There’s cynicism to be found everywhere in politics, of course, but when a reputation is founded on not being cynical, the cynicism, when it raises its head, seems that much harder to take.
It’s not the RUC, the UDR or even the more recent Iraq episode that’s been occupying Squinter of late, it’s the Alliance Party’s position on last week’s Executive lockdown debacle that has really had him shaking his head.
The facts are fairly straightforward. The DUP doesn’t like lockdown. Nobody likes lockdown, needless to say, but the DUP dislikes it so much that they’re unwilling to take the difficult decisions that need to be taken at a time when the Covid numbers are going through the roof here (a death toll four times higher than the Republic’s).
It’s to do with money, you’ll not be surprised to hear, because whenever you hear the words DUP and controversy in the same sentence you can be sure that moolah is involved somewhere.
The Chief Medical Officer Michael McBride and Health Minister Robin Swann (UUP) recommended that the four-week circuit-breaker lockdown that’s just ended be extended by a fortnight in response to the worrying Covid figures. His party, Sinn Féin, the SDLP and Alliance agreed. The DUP rejected the plan, using a blunt veto instrument to block it not once, but twice.
That shameful behaviour rightly drew criticism from far and wide, but rather than call out the DUP, thus totally isolating and exposing the DUP, the Alliance Party did what they do best: they went down the one’s-as-bad-as-the-other route.
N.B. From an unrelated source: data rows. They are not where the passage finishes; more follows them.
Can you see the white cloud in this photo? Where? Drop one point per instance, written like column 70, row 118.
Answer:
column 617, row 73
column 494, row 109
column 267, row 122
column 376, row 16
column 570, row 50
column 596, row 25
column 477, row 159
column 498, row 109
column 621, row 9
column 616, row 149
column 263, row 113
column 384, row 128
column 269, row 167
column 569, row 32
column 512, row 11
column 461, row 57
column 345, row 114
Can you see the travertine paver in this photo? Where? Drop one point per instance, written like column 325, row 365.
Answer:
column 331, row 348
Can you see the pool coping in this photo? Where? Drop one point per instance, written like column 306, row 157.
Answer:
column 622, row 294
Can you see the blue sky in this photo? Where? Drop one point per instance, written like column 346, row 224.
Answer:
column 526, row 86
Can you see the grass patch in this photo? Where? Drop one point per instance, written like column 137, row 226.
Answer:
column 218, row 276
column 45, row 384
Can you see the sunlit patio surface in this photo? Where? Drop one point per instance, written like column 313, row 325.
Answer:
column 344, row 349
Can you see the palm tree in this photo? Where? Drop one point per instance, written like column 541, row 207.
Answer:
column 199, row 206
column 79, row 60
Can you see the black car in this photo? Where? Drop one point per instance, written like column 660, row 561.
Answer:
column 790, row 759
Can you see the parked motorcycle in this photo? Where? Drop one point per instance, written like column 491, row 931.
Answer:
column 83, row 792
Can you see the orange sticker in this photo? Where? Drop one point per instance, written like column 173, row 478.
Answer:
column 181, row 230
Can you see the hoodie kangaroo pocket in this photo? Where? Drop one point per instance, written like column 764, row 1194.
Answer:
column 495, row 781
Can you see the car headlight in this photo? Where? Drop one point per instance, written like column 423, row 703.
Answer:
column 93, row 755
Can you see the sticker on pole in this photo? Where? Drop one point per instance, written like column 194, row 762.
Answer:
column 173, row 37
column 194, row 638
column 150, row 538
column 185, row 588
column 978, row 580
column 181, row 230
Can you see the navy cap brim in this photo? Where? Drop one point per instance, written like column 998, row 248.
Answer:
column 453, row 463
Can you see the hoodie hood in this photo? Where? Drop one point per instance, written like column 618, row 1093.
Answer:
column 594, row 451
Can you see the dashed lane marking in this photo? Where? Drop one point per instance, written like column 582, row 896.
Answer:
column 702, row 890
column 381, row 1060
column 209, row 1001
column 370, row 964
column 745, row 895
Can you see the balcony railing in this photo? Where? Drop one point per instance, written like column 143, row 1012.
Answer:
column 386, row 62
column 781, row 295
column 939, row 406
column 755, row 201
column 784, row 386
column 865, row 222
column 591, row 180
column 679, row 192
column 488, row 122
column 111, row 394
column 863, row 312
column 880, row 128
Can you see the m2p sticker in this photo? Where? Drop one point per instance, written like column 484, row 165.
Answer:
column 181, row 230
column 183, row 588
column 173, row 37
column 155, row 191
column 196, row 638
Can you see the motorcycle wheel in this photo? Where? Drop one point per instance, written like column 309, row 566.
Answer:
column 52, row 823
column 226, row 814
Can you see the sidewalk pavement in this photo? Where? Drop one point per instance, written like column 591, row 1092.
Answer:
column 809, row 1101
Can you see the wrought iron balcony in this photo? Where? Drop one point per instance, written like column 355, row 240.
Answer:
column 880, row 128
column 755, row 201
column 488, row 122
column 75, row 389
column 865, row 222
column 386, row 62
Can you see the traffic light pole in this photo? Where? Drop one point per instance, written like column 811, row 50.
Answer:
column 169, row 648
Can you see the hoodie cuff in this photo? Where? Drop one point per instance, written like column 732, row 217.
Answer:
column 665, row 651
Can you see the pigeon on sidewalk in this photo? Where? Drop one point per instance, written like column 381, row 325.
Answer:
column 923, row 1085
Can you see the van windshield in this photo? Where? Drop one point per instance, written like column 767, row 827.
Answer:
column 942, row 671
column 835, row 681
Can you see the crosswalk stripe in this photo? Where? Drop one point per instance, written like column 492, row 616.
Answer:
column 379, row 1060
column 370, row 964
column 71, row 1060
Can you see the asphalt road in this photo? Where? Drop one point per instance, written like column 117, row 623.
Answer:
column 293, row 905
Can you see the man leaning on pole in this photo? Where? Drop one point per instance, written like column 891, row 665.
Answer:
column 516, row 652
The fig leaf this time for another disappointingly familiar cop-out was that SF northern leader Michelle O’Neill had said on TV on Sunday that the Executive was considering a number of options in its discussions on any lockdown extension. A standard non-commital response, but when the DUP in their attempts to deflect criticism latched on to it like a drowning man to a buoy, Alliance were only too happy to go along with it.
In other words, given the chance to strong-arm the DUP into doing the right thing by calling them out on their shabby behaviour, Alliance decided instead that the chance of positioning themselves again as the exasperated schoolteacher dealing with unruly schoolchildren was too good to pass up. Even when one schoolkid is wrecking the classroom and all the others are sitting at their desks watching. Which was one of the reasons that the DUP felt emboldened to execute that outrageous second veto.
Which means that Alliance are as much a part of the Stormont mess as any other party. And at this stage we can all agree that it is a mess.  Been that way for 100 years.